Alice Munro's 14 th book, Too Much Happiness , is a collection of 10 short stories. The first story is about a girl who is befriended by a male orderly during visits with her mother in the hospital. The mother has surgery and dies. The couple's relationship turns romantic and soon the girl is married with three children. The reader is immediately given a sense of foreboding about the scenario. The husband insists upon home-schooling their children and all the details of the family's life are controlled by his growing oppressive behaviour. When the inevitable catastrophe ensues the reader is not rewarded with respite from the harmful husband. No, our stoic protagonist continues to be snared in the mind game that leads her to take three buses and hours of commute to visit him in the criminal insane asylum. When she finally concludes that the visits are probably not a good idea for her own sake, he manages to continue his hold over her through letters. The whole experience is like watching zombies walk toward a precipice where the reader feels the urge to push the characters off into the abyss, or failing that, to jump.

This is the power of Alice Munro. Once you've read one story, you're hooked and have to read them all because the writing is like no other. It's spare and simple, but at the same time as powerful as a kick to the solar plexus.

These are people who by outward appearance seem normal if not just a little off. It's as though you've wondered into Alice's rural hometown in Ontario and had the drapes pulled back on the neighbours' houses revealing all the dark, dirty secrets taking place in their living rooms. You don't want to read, but you can't help yourself. You turn out the light but the story keeps going around in your head until you finally get up, sneak out and put a housecoat on, make a hot Ovaltine and read the next one. It's not a reward, and the next one doesn't make you feel any better or take you to a different place with dewdrops and rainbows and happy people.

So why read it, I bet you're asking. It's not because of the national and international literary awards and life-long body of work awards. It's not because Jonathan Franzen excoriates in red ink on the back dust jacket to "read Munro, read Munro" (well that might have lured a few reluctant browsers to trot up to the cashier with their purchase).

I was interested to see a picture of the author on the back cover taken, so the caption below says, in the late '80s when she must have been in her 50s. A curly dark-haired woman with a broad smile looks directly at the camera.

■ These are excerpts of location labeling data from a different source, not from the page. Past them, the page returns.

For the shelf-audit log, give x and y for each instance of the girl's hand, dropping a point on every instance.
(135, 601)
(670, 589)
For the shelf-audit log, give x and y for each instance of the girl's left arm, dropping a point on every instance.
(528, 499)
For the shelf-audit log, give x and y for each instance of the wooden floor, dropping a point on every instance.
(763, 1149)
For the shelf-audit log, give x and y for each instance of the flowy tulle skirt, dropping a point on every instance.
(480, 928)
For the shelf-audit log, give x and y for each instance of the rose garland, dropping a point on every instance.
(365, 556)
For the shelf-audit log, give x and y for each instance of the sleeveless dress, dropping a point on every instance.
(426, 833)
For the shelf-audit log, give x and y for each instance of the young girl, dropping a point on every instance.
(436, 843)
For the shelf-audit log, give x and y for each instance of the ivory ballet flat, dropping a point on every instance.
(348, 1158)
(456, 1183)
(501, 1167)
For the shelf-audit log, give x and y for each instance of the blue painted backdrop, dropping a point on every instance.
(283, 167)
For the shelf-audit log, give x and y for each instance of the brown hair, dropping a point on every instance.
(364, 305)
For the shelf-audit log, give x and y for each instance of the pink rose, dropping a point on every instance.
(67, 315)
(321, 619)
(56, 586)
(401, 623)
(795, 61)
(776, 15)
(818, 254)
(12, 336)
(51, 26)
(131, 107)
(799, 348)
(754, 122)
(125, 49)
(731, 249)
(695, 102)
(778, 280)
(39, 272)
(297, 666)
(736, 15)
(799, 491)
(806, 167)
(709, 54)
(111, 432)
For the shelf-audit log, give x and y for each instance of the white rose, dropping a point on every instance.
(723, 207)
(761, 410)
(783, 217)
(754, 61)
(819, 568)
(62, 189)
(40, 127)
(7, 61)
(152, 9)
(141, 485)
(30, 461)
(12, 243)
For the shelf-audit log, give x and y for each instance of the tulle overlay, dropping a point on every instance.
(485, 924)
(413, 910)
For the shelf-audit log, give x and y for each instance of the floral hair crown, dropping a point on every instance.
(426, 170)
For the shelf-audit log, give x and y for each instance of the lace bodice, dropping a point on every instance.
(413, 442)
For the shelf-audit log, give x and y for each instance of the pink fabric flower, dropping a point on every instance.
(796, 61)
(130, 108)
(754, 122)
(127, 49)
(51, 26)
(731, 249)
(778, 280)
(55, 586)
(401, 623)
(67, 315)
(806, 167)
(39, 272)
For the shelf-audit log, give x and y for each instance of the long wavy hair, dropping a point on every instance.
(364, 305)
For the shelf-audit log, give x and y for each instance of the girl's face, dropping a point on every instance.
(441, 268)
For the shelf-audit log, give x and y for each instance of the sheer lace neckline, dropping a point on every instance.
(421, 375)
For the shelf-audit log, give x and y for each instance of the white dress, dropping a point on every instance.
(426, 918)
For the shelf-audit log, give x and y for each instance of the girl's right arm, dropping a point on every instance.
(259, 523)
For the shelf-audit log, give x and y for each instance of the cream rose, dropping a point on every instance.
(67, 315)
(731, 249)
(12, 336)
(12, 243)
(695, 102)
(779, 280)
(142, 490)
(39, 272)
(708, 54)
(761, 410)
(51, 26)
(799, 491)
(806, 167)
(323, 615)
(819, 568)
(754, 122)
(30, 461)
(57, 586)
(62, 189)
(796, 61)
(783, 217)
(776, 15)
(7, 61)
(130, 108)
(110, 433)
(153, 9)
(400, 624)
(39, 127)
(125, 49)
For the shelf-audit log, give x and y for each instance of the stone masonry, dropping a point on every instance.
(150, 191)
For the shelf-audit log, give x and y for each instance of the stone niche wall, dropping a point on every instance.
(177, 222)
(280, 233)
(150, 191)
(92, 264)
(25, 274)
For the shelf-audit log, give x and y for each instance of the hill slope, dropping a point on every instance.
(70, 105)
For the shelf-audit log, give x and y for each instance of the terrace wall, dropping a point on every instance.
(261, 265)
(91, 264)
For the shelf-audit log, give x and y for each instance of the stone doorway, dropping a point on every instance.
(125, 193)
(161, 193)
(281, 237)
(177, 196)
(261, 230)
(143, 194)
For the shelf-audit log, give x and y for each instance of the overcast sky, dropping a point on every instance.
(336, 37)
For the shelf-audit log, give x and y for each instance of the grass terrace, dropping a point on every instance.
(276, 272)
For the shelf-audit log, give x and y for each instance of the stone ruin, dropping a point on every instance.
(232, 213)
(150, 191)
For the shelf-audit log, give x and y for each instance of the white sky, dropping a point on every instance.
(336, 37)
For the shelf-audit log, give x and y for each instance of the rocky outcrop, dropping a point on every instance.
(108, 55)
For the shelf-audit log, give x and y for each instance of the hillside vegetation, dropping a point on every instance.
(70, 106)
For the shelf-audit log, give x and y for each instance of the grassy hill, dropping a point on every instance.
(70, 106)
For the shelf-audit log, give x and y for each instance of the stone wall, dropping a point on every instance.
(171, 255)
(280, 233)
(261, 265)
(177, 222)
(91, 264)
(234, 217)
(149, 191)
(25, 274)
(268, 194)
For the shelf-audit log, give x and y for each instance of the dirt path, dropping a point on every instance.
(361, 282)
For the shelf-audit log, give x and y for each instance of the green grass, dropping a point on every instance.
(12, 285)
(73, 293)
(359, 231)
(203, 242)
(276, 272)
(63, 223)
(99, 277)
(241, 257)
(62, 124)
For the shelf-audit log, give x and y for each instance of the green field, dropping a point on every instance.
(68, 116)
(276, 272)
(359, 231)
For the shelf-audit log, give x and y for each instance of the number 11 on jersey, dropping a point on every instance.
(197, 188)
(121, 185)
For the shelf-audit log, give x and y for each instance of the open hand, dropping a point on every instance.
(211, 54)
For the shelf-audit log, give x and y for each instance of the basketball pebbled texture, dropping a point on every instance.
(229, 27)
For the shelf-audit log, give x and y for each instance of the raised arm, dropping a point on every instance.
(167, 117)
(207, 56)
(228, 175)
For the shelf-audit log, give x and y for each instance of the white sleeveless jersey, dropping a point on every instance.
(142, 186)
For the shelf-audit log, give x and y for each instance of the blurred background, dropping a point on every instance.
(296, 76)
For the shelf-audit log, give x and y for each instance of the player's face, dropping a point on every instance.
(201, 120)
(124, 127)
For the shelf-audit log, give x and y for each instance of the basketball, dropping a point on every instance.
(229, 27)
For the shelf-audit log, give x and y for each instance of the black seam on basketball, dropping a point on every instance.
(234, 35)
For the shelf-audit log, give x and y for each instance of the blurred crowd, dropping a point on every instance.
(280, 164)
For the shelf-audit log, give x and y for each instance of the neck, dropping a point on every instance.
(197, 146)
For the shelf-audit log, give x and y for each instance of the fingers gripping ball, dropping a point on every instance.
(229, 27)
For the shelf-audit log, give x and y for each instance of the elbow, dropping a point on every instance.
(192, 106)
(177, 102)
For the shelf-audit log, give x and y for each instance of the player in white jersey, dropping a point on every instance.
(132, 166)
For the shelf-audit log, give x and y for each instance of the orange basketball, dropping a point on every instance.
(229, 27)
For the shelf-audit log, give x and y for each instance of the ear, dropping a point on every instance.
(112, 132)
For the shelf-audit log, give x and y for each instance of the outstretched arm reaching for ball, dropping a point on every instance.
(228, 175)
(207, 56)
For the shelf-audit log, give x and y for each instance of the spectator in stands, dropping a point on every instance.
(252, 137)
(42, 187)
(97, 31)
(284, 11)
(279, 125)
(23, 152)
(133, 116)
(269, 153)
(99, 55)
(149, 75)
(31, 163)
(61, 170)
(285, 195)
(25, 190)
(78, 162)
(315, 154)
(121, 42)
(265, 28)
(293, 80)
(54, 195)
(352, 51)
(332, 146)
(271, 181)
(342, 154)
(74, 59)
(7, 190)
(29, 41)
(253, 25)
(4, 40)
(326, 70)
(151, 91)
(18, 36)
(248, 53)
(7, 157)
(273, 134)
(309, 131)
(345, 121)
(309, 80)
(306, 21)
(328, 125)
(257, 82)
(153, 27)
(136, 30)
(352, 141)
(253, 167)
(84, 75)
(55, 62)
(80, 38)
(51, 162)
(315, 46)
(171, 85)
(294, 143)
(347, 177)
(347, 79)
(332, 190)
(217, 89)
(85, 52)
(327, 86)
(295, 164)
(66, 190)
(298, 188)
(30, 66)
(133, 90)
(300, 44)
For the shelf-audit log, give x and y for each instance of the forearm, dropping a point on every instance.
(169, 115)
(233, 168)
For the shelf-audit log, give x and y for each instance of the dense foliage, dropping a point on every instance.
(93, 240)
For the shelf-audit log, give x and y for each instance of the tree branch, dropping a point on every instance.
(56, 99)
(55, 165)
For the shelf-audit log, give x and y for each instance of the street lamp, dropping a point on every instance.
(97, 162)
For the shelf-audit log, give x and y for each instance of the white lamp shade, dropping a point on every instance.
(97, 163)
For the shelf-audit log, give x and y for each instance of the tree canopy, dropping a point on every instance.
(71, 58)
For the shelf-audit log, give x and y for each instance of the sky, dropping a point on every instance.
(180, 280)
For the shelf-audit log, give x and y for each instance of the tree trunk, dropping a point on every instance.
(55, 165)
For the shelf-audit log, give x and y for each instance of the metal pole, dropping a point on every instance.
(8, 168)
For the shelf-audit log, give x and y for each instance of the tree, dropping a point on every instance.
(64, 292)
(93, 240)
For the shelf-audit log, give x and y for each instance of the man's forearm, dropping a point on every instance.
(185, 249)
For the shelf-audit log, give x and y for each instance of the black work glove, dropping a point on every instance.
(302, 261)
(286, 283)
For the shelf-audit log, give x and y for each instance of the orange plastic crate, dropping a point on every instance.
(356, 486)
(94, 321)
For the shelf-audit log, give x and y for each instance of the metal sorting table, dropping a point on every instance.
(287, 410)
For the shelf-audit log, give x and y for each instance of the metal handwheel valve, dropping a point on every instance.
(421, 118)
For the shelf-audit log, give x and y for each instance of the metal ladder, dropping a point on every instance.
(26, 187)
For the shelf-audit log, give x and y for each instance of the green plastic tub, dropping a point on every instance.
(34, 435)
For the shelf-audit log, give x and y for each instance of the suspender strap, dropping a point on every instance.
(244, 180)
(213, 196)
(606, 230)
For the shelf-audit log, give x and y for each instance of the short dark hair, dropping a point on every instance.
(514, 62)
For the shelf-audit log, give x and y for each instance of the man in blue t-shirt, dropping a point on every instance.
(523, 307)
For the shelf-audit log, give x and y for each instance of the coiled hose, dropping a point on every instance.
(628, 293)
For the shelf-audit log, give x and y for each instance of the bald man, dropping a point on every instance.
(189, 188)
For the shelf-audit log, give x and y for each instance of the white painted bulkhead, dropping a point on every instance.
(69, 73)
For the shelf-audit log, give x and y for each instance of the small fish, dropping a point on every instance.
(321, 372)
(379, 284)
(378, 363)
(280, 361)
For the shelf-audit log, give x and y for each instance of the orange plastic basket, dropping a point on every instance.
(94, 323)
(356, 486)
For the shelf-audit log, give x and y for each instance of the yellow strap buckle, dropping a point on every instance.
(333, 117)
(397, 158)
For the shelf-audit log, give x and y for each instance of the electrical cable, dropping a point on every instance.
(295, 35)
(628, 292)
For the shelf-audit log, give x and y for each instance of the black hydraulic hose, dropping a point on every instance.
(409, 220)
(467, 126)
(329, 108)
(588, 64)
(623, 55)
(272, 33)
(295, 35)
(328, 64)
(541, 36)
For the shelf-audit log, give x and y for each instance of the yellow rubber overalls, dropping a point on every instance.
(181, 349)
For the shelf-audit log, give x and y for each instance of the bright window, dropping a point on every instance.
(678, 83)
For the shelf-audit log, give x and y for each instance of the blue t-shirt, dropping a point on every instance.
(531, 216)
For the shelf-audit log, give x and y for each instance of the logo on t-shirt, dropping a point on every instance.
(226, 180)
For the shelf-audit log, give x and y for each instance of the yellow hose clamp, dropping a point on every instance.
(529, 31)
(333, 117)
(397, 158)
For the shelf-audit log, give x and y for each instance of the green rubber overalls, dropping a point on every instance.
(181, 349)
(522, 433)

She's situated in a garden almost enclosed by a leafy shrub or tree whose dark shadow obscures where her hair stops and the foliage begins. She's wearing a flowered top. Her face has the first creases of age that disappear when the muscles are relaxed but will soon remain ingrained even at rest. She's beautiful. I imagine that she enjoyed having her picture taken or knew the photographer well enough that she was comfortable exposing this natural, gay emotion. (All the later pictures used by publicists and circulated to newspapers have a white haired old lady peeping at you with a look of, well, distrust.)

Perhaps we were never meant to see this picture? Perhaps this was a scrapbook item raided for the purpose of this 14 th book jacket that says, "Look, see when I was young and untouched by all you public?" If she threatened retirement before and came out with this opus, is she really using it as a kind of armour against all the speculation about the dark nature of the stories inside and what it all is supposed to mean?

Alice's competition on the Canadian literary diva scene, Margaret Atwood, argues that if a writer is not writing a story for the sake of telling a good yarn, then they're writing for entirely different reasons - a manifesto or something. Well this is some story-telling. Don't let the book wait until soft cover release. Do what the back cover says and settle yourself "safely inside the gates of Literature." (Yes, with a capital L.)